Hungry like the Wolves is an ongoing feature on Pass it to Bulis during the lockout, wherein we keep an eye on the Canucks prospects and property currently playing for the Wolves as it’s the closest thing we’re going to get to Canucks hockey for quite some time.
The Chicago Wolves started off the season with four straight victories, but with three of those wins coming far too close for comfort, only sealing the victory in overtime or the shootout. That bubble had to burst eventually and it did so in their fifth game of the year as the Abbotsford Heat won in convincing fashion, 4-1.
That’s when the Wolves hit one of the brutal quirks in AHL scheduling, playing three games in three straight nights against the Peoria Rivermen, San Antonio Rampage, and Grand Rapids Griffins. Because AHL teams play most of their games on the weekend, it’s not unusual for teams to play on back-to-back nights and, in order to fit in all the regular season games, back-to-back-to-back nights. It’s the first of five times this season the Wolves will face this quirk in the schedule.
Unsurprisingly, things didn’t go too well for the Wolves, although they did manage to pick up 3 out of a possible 6 points for the weekend. Even when they won, however, things got hairy, particularly in the third period where the team has struggled to start the season.
October 26: Wolves 1 – 4 Rivermen
The Wolves’ lone goal came 2:57 into the second period. Center Steve Pinizzotto forced a turnover at the Peoria blue line and sent a pass to right wing Darren Haydar in the near circle who deked a Rivermen defenseman and slipped the puck to Schroeder, who beat goaltender Jake Allen, top-shelf.
Andrew Ebbett and Zack Kassian continued to show great chemistry tonight, with their best opportunity coming on a well-executed give-and-go. They too were a few bounces away from putting their stamp on the score sheet.
-7: If you don’t believe that +/- is a relatively useless stat, take a look at tonight’s box score. The line of Ebbett-Kassian-Sterling were a combined -7. But how could that be, when they were clearly the best line on the ice for most of the game? Quite the mystery.
3: Was the number of scoring chances for Billy Sweatt, who was probably the best individual skater for the Wolves tonight. He took a seat in Saturday night’s loss against Abbotsford, and clearly got the message. For those scoring at home, the leader in chances for the Wolves was actually Andrew Gordon with 4. Kassian and Schroeder each had 2.
October 27: Wolves 6 – 5 Rampage
The Wolves have been outscored 16-5 in the third period this season, including 10-1 during the last three games. Schroeder’s goal — his second in as many nights — helped the Wolves overcome allowing four power-play goals in 10 short-handed situations.
Zack Kassian scored only 38 seconds into the game, his team-leading fourth of the season. He has opened the scoring in four of the Wolves’ last five games.

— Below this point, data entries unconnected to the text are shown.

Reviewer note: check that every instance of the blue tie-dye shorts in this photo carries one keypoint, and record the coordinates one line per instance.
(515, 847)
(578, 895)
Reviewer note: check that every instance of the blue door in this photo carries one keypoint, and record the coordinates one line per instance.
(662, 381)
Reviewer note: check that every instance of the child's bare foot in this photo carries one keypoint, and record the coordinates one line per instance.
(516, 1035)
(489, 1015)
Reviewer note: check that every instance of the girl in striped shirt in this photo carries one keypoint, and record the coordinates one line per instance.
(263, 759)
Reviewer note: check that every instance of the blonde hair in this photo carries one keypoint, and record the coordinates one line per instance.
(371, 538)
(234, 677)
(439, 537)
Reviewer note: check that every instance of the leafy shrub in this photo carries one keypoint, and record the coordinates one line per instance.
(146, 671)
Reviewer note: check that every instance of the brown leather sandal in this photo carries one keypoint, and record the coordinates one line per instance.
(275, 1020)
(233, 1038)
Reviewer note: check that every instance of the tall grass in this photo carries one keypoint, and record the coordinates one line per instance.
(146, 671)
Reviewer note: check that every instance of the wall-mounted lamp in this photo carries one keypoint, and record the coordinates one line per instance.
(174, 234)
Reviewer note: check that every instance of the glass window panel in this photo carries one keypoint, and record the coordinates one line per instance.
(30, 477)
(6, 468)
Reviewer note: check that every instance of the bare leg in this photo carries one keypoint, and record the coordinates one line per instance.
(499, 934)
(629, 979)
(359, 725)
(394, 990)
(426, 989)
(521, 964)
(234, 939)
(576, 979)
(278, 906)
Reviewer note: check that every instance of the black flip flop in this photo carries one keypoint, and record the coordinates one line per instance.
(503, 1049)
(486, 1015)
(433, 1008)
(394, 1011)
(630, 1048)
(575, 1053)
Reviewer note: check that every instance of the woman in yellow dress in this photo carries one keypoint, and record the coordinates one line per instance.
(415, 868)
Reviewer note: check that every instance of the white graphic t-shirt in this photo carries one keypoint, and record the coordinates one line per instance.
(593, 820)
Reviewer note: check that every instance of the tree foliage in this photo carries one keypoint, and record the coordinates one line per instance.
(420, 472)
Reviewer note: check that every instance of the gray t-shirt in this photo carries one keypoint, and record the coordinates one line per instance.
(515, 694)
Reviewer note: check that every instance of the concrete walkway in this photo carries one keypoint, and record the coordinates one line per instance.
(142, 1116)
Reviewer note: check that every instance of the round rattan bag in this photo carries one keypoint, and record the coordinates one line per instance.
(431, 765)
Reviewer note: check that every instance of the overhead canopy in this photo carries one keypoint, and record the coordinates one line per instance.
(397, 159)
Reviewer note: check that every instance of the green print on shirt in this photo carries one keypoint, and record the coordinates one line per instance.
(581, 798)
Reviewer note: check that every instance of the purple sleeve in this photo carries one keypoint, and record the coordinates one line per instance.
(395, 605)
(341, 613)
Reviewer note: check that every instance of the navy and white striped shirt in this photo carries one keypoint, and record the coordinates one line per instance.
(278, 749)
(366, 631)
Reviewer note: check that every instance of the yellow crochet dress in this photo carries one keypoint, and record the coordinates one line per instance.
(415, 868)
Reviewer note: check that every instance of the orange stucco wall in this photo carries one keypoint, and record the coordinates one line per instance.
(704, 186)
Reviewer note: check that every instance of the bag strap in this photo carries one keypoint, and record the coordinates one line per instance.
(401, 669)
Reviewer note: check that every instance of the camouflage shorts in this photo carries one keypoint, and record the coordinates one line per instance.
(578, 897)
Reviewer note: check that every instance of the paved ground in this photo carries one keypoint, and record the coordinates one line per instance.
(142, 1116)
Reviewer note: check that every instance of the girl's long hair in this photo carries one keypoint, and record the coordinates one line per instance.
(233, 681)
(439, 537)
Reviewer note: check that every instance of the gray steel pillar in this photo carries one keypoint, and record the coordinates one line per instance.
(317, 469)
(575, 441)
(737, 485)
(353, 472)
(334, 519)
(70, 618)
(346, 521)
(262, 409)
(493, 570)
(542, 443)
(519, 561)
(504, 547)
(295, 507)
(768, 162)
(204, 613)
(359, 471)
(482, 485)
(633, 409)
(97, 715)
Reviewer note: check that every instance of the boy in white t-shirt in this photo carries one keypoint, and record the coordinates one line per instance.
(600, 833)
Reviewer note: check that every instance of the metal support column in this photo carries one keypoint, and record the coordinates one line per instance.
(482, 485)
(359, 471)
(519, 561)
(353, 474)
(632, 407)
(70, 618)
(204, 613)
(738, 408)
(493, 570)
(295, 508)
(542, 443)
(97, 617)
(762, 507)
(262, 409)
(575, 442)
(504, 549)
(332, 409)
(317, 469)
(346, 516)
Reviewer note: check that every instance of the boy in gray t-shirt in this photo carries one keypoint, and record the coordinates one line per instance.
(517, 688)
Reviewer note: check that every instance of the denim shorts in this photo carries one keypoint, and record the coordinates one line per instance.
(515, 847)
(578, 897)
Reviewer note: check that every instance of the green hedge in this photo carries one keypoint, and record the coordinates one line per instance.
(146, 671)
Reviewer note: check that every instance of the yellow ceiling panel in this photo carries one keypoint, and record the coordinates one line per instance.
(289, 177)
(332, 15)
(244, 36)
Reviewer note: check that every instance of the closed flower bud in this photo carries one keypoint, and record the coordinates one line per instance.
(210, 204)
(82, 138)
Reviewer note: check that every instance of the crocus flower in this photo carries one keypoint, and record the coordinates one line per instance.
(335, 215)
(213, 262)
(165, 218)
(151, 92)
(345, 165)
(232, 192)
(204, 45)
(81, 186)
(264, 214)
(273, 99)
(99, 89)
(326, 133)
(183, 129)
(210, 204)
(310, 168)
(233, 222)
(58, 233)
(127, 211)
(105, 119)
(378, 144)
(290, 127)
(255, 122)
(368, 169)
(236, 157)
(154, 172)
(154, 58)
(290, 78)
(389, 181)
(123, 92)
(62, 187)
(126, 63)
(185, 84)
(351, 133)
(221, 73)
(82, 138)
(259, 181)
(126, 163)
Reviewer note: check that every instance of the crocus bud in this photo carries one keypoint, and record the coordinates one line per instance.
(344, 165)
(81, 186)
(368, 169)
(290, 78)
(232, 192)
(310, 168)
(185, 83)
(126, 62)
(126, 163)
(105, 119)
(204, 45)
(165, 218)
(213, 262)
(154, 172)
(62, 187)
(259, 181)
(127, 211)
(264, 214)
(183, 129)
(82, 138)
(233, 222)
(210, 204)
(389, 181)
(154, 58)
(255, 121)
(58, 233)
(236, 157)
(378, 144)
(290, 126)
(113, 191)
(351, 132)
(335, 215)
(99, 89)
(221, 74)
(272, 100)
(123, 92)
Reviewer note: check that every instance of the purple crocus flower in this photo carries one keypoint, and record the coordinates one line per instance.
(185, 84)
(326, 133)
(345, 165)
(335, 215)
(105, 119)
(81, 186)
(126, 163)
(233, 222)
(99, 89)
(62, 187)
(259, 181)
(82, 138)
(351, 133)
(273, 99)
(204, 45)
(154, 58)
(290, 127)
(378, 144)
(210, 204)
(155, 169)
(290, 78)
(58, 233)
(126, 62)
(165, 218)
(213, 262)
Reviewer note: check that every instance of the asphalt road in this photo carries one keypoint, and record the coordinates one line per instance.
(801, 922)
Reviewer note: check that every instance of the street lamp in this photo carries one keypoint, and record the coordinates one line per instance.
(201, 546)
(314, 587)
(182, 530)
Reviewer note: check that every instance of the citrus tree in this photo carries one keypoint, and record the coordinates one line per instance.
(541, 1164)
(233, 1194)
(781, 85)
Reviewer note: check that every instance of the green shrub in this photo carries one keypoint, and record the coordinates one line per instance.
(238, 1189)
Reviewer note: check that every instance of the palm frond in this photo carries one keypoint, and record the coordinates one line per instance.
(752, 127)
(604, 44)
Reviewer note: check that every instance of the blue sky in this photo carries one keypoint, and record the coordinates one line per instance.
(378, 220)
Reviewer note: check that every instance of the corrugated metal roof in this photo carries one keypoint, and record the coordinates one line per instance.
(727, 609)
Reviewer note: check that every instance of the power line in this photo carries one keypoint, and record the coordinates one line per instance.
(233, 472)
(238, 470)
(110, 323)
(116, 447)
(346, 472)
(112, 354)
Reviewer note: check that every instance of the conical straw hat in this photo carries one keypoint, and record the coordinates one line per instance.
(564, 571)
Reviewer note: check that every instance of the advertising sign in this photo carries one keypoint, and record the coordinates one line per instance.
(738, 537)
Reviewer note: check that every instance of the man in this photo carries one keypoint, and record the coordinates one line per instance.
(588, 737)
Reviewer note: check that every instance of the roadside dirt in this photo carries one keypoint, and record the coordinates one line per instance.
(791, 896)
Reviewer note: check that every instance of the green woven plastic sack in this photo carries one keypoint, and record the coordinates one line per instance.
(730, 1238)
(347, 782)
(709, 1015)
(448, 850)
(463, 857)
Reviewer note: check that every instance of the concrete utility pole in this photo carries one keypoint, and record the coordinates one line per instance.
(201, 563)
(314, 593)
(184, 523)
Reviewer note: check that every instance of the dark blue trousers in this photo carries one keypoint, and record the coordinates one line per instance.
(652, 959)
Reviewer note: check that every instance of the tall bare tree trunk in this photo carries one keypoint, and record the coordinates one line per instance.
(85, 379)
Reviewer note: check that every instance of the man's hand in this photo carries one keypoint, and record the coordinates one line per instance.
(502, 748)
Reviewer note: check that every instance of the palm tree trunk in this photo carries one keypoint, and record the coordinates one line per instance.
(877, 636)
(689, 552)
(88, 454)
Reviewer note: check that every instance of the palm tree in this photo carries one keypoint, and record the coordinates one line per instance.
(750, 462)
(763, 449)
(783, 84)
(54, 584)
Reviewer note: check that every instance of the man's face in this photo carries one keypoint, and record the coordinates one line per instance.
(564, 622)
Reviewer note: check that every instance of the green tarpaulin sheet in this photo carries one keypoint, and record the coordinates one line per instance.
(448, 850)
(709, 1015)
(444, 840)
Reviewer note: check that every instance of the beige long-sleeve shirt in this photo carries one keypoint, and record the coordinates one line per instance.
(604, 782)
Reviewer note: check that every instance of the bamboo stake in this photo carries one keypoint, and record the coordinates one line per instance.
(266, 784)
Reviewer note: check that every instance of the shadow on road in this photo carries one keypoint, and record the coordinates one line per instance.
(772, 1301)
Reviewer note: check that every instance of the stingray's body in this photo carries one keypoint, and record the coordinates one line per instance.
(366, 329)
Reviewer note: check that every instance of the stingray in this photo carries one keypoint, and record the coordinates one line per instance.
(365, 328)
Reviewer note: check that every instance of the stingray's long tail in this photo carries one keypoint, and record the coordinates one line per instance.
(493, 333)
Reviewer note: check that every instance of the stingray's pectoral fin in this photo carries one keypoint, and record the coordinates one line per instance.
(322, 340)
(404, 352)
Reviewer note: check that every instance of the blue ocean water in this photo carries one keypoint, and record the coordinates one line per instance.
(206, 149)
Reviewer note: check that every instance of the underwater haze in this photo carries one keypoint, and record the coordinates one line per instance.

Later on, Kassian had a beautiful sequence where he took the puck off the half board, and used a spin move to get position on the defender as he took the puck to the net. Every time I watch him play, I’m reminded more and more of Todd Bertuzzi. And it’s scaring me.
Anton Rodin, my goodness. He absolutely lit up one of the opposing players, with a clean shoulder check. So far this season we have been pumping the fact that Rodin has looked much stronger so far this season, and it’s showing. There is no way he would have been able to do that last season.
4: The number of power play goals the Wolves surrendered. They were a man short 10 times on the night, including a stretch in the second period where they committed six straight infractions. They won’t win too many games following that formula.
October 28: Wolves 2 – 3 Griffins (OT)
The Wolves trailed 2-1 heading into the third period, a period that has been troublesome for them this season. But the Wolves kept the Griffins from scoring, the first time since the season opener they didn’t allow a goal in the final period.
Kevin Connauton snapped a long power-play drought with a goal at 10:18 of the third to force overtime. That ended an 0-for-19 stretch with the man advantage.
We’ve raved about Zack Kassian’s game so far this season, but this was probably his weakest effort of the season. He did manage three scoring chances of his own, but was invisible for much of the game. He started the game on a line with BIll Sweatt and Jordan Schroeder but Darren Haydar was skating in his place by the latter stages of the second period. Very little of his power game was in evidence and no one from Grand Rapids challenged him at all physically.
Alex Friesen picked up an assist on Kevin Connauton’s second period power play marker. It was Friesen’s best game as a pro and he picked up ice time as the game progressed. His appearance on the power play was no fluke. It’s the kind of game that will keep him in the lineup, especially in the current 27-man squad.
Defensively, the Wolves had a hard time getting up to speed, yielding seven chances in the game’s first five minutes. This was one of Kevin Connauton’s weaker defensive efforts of the season – paired with Zack Miskovic, it may have been a case of unfamiliarity as much as anything.